Banter: Howya: the evolution of the Dublin accent *RESCHEDULED*
Description
**ANNOUNCEMENT**
Sadly due to a bereavement, we have to postpone this week’s Banter, which was due to take place at MVP on Wednesday.
We have rescheduled this for Wednesday January 27 at MVP at 6.30pm with the same panelists - Sophie Gorman,
Jenny Kelly and Aoife Dooley - joining Jim Carroll to talk about the evolution of the Dublin accent, slang and language.
Your current ticket is valid for the new date but if you need to get a refund because the date doesn’t suit you, please contact erica@bodytonicmusic.com for details.
Thanks for supporting Banter and we hope to see you at one of our events soon. We’ll be in Dingle, Co Kerry with Other Voices next weekend and our Review of the Year Banter will go ahead as planned on Wednesday December 9th.
All the best
Jim, Eoin, Erica and all the Banter team
http://thisisbanter.com
feat: Jenny Keogh (photographer, film-maker and director of Story Bud?), Aoife Dooley (Dublin Hun creator and illustrator) and Sophie Gorman (journalist and critic)
Just what does Dublin sound sound like?

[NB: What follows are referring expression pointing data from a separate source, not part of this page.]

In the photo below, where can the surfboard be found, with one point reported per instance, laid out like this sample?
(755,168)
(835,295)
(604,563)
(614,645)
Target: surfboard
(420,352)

In 2015, there’s a wide range of accents classifiable as the Dublin accent depending on which part of the city or county you happen to be in. We know the ones which are the stuff of caricature and mimic but there’s more to this than just Ross O’Carroll Kelly and Love/Hate.
Over the years, the Dublin accent - as well as the city’s slang, language and lexicon - has changed and morphed numerous times. Be it on the streets, the stage or the screen, what passes for what we hear around us in the the city in 2015 is a lot different to what it was 20 years ago or even in the rare aul’ times.
For this Banter, we’re looking at how these changes happened, the influences on accents, the unique confluence of events which have made Dublin accents turn out the way they have, the effect of various geographical divides on the dialect and just what the city might sound like a few years from now.